Richard Rothstein spoke to the AASA and told them that “reformers” like Joel Klein were wrong in claiming that high expectations and better teachers would close the achievement gap.

Here is a summary of his presentation:

Rothstein: Segregation Practices Block Achievement Gains

by Sasha Pudelski

Richard Rothstein gave a powerful lecture Thursday at the Federal Relations Luncheon where he urged AASA members to recognize the historical underpinnings of the academic achievement gap.

Rothstein, a senior fellow at the UC Berkeley School of Law, discussed how local, state and federal policies since the Great Depression have contributed to the intentional racial and socio-economic segregation of schools and communities. He urged superintendents to be proud of the academic gains that have been made over the past decade with regards to NAEP scores, graduation rates and other academic measures and to recognize the limitations of schools districts in doing more to improve low-income student achievement levels.

Rothstein’s latest social policy project, which he spoke of extensively during the lunch, is to educate policymakers, school leaders and others about how calculated policy changes aimed at maintaining segregated communities and schools since segregation in the 1930s continue to prohibit disadvantaged populations of students from reaching the same levels of achievement as their middle-class white counterparts.

“We have state-sponsored segregation and we will never narrow the achievement gap unless this goes away,” said Rothstein. But as a society, he argued, we have become convinced inaccurately that segregation is an accident of demographics rather than a long-standing deliberate attempt by our leaders to maintain separate communities and school districts.

Rothstein told the audience that school leaders need to stop apologizing for the achievement gap when they’re doing so much to improve it. He touched on a recent longitudinal analysis he authored that found while the most disadvantaged students in the country are improving on TIMSS, PISA and other benchmarking measures, disadvantaged students in places like Finland and Canada are actually doing worse on these measures over time.

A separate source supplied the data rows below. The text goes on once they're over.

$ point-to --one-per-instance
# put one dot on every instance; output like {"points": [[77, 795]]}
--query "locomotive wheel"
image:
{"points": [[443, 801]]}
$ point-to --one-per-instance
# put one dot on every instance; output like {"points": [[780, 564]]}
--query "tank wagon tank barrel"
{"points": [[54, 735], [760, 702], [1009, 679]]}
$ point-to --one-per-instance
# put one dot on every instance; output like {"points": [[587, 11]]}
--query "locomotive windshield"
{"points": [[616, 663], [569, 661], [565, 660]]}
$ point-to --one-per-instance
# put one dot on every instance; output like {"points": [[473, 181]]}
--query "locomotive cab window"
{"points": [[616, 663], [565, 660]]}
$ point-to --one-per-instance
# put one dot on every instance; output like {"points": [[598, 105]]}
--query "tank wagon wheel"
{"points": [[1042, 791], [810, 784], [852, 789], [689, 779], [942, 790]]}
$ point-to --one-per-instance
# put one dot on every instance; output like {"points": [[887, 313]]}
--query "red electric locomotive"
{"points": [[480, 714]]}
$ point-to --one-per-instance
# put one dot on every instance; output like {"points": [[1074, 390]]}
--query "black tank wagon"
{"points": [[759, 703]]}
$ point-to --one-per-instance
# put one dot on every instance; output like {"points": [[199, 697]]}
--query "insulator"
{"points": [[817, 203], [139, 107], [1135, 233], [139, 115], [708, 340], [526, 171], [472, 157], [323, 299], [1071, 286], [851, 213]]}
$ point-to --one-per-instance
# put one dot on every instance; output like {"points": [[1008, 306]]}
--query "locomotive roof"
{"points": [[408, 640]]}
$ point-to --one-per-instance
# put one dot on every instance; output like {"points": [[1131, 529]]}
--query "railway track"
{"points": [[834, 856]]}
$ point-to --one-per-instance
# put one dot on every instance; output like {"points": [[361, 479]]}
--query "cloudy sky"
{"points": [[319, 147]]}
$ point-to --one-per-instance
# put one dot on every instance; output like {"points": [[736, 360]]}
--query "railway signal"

He criticized those in the reform movement who believe that evidence of one school that succeeds in educating concentrated groups of disadvantaged students is evidence that it is possible everywhere. He slammed school reformers like Joel Klein, former chancellor of the New York City schools, who argue that if school leaders had higher expectations and higher-quality teachers, they could ensure every poor, hungry, mobile student was achieving in an equivalent manner to his stable, rich, healthy peer.

Rothstein concluded by insisting that if the United States ever hopes to make radical gains in eradicating the achievement gap, the answer is not in the school reform agenda, but in concrete changes to federal, state and local policy that force disadvantaged students to be integrated into middle-class or high-wealth school districts.

“When disadvantaged students are grouped together in schools, their challenges are compounded and build upon each other. … Unless we integrate disadvantaged students into middle class schools, we will never narrow the achievement gap beyond what we’ve done today,” Rothstein said.